Prior to the Information Age, teachers were expected to stand at a podium and expound upon topics that were otherwise out of reach to the students. Since the last part of the 20th century, instructors have felt a shift from being the information hub to being the architects who must gather the various informational materials and help the students to build their own solid edifices from it. This evolution of the trade can be difficult for instructors to navigate, especially if their only instructional models came from the era of information hubs. The shift from hub to architect often requires that the instructors learn new pedagogical practices and new technologies.
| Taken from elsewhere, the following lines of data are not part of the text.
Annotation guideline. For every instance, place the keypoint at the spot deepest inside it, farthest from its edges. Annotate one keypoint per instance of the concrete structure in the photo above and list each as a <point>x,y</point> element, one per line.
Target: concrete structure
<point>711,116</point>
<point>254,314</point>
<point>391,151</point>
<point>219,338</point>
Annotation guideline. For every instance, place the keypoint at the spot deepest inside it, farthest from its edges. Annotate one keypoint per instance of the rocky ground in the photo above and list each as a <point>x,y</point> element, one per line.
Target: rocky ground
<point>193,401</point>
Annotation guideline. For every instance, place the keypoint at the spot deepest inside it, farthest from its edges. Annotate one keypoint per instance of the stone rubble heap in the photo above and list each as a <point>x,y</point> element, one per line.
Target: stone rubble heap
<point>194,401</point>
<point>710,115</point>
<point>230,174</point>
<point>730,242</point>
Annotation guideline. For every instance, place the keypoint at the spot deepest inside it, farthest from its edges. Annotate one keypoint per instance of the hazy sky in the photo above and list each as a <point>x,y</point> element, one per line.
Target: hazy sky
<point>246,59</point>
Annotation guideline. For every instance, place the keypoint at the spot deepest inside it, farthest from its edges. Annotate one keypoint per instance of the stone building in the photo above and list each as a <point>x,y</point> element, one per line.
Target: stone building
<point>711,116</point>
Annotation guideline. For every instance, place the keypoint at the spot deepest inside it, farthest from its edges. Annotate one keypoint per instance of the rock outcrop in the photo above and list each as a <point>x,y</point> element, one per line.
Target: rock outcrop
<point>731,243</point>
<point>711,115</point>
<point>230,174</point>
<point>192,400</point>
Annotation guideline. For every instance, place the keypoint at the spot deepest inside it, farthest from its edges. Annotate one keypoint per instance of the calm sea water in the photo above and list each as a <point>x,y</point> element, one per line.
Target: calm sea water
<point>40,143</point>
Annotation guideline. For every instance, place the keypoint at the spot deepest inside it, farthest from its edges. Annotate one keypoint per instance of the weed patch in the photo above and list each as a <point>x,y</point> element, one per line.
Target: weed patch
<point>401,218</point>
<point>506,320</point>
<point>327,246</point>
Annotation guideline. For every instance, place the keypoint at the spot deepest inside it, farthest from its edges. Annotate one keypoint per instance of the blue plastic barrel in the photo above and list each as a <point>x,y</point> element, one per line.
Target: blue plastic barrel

If you find yourself in the uncomfortable phase of this shift, there are certain places to start and resources to harness in order to help you with the transition. According to Julie Dirksen in Design for How People Learn (2016), the best starting point is to ask yourself several questions about the learners and the learning goals. For example:
- Who are the learners?
- What are the goals of the course?
- What are the gaps between where the learner is now and where s/he needs to be?
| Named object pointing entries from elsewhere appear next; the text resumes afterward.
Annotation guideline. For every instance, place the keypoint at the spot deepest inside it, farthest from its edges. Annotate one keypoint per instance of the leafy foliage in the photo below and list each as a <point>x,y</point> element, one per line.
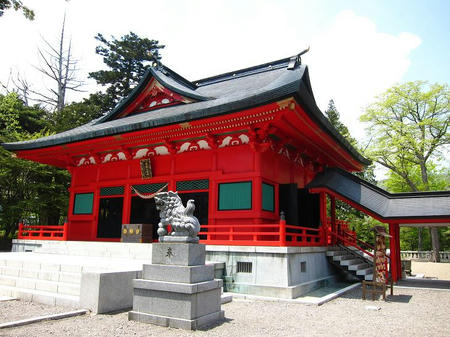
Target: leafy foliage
<point>127,59</point>
<point>409,126</point>
<point>29,190</point>
<point>77,113</point>
<point>16,5</point>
- How can I, as the instructor, help my students to bridge the gaps?
In order to answer the last question, you’ll want a certain understanding of different pedagogical methods that could help you and your students toward your goals. Vanderbilt University has built a descriptive site about methods at this link, Pedagogies & Strategies. It also introduces some technologies that support the methods. MERLOT, a group dedicated to improving instructional design, has also made a great list of pedagogical methods at this link, MERLOT Pedagogy Portal.
Pedagogical methods and strategies range from discussions, to collaborative learning practices, to multi-media, to experiential learning and beyond. The choice may be different for each course and context. Getting a solid grasp on the possibilities will help you to have a complete toolkit from which you can choose the most appropriate tool for each learning experience.
By answering the questions about your learners and the goals of your course, and by learning new pedagogical practices, you’re well on your way through the shift from information hub to master architect leading students to build their own solid structures.
Dirksen, J. (2016). Design for how people learn (2nd ed). New Riders: USA.